La breve esposizione di questo fenomeno, che per la sua specificità e novità può essere definito “neo-tradizionalista”, trova in Italia un esempio concreto nella Confederazione dei Triarii il cui fondatore è lo storico Massimo Viglione. Basta un’attenta considerazione delle conferenze e dei testi diffusi da questa presenza neo-tradizionalista per constatare che essa riassume in sé, seppure talvolta sottotraccia, i tre momenti appena delineati: la negazione della Chiesa visibile, la riduzione dell’ordine ecclesiastico all’organizzazione del gruppo di riferimento e l’impostazione politico-apocalittica culminante nella malcelata elevazione dell’azione politica a “grande sacramento” di liberazione. Duole vedere che i Triarii, soprattutto attraverso la televisione in rete Triarii Web TV, che raggiunge un considerevole numero di persone in cerca della Tradizione cattolica, sono riusciti a coinvolgere intellettuali che, al contempo, continuano equivocamente a operare nel contesto “classico” del movimento italiano impegnato nella difesa della Tradizione cattolica. Esemplare è il caso del filosofo del diritto Giovanni Turco e quello del professore liceale Matteo D’Amico, tuttora attivi nelle iniziative culturali della FSSPX italiana i cui superiori non sembrano avvedersi della gravità della situazione. Ma anche quello del vaticanista e scrittore Aldo Maria Valli. Tutto ciò è pericoloso, perché cospira al deragliamento del mondo della Tradizione cattolica in Italia - che negli anni si è mantenuto insistentemente, nonostante avversità, ostacoli e inciampamenti nella costituzione divinamente data della Chiesa cattolica - verso territori nei quali lo scisma e l’eresia non sono una semplice evenienza.

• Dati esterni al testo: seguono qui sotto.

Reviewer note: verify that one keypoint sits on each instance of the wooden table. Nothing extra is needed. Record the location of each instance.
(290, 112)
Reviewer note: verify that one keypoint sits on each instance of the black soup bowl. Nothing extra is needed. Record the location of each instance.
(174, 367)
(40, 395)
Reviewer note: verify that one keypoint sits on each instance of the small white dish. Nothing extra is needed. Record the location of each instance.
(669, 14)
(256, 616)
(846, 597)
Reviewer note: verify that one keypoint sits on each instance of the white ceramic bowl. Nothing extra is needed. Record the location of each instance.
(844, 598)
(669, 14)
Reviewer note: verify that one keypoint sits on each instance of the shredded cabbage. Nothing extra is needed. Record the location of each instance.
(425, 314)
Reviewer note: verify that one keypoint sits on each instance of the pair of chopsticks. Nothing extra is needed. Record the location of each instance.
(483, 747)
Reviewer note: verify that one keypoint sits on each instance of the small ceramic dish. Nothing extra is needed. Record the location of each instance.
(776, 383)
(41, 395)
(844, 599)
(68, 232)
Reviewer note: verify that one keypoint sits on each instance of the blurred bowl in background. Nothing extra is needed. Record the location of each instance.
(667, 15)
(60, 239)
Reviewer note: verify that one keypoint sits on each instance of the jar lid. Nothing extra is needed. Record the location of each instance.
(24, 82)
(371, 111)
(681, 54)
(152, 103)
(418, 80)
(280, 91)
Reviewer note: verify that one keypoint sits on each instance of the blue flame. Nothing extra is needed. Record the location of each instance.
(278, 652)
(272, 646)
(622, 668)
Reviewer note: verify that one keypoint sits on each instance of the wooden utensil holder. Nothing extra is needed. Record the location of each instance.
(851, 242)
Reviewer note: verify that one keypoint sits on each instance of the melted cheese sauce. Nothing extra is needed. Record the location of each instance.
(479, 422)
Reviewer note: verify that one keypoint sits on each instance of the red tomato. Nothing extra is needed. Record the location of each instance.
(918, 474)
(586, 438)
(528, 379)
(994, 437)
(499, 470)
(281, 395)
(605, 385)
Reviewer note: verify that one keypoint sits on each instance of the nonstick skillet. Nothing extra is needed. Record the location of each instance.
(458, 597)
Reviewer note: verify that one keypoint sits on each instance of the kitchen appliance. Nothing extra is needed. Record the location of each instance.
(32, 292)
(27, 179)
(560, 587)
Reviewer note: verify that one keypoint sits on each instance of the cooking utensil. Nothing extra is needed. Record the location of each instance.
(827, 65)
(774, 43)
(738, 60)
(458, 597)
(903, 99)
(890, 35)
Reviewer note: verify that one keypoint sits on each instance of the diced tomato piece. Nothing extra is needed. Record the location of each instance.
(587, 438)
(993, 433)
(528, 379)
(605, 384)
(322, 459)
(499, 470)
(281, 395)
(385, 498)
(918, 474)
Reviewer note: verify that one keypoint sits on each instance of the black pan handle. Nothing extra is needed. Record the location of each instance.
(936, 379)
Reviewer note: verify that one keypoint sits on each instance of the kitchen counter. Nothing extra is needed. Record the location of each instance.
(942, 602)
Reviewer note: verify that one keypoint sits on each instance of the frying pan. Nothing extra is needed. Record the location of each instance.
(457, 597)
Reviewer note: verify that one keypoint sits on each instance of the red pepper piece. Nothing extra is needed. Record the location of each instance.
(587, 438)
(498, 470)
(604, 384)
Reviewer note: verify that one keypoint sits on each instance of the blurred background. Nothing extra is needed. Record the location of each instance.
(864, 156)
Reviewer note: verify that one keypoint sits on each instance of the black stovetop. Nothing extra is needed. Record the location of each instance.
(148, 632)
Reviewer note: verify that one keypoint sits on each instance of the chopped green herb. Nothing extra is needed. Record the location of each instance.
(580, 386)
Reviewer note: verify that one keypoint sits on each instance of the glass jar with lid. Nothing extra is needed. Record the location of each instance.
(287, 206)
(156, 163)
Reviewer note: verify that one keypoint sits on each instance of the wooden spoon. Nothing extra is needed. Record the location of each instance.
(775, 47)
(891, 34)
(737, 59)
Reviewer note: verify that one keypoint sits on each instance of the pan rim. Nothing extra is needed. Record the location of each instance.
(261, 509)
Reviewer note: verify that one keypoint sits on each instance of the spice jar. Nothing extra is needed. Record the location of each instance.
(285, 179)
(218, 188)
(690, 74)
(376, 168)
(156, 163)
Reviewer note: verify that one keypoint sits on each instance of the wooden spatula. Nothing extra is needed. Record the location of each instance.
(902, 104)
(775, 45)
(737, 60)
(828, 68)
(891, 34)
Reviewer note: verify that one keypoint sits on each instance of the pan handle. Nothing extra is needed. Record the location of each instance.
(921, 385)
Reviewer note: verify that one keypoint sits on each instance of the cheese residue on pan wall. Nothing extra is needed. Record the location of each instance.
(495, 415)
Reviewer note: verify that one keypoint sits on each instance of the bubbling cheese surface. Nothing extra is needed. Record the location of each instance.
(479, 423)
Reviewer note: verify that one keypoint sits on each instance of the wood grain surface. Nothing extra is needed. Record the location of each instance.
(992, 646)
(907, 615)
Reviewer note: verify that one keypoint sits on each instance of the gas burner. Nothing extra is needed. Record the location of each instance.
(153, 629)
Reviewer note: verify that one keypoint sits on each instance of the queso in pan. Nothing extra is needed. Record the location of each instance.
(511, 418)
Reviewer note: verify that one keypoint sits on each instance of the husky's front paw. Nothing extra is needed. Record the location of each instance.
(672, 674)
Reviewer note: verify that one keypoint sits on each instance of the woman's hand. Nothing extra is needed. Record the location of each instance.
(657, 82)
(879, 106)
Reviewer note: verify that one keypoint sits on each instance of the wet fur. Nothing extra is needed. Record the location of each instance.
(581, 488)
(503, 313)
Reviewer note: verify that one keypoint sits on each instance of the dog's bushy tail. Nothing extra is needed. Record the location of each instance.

Qui, più che nell’incidente di un chiacchierato collaboratore, ultimamente si colloca il problema di un vescovo, Monsignor Carlo Maria Viganò, che, forse anche per generosità e zelo, negli ultimi tempi sembra essersi avvicinato ai Triarii e al prepotente ambiente neotradizionalista. Don Curzio Nitoglia, un chierico vagante materialmente vicino a una parte della FSSPX italiana e noto per essere un convinto teorico del complotto, ha affermato in questi giorni che de Mattei non soltanto ha offeso un Arcivescovo cattolico, ma anche l’intera “associazione” (sic!) di cui è "il capo", la “Resistenza antimodernista e antimondialista”. Saprà Monsignor Viganò smentire le parole di don Curzio Nitoglia e raggiungere i cattolici fedeli alla Tradizione per essere Vescovo in mezzo a un popolo cattolico reale che chiede fede, sacerdoti, Messa e sacramenti?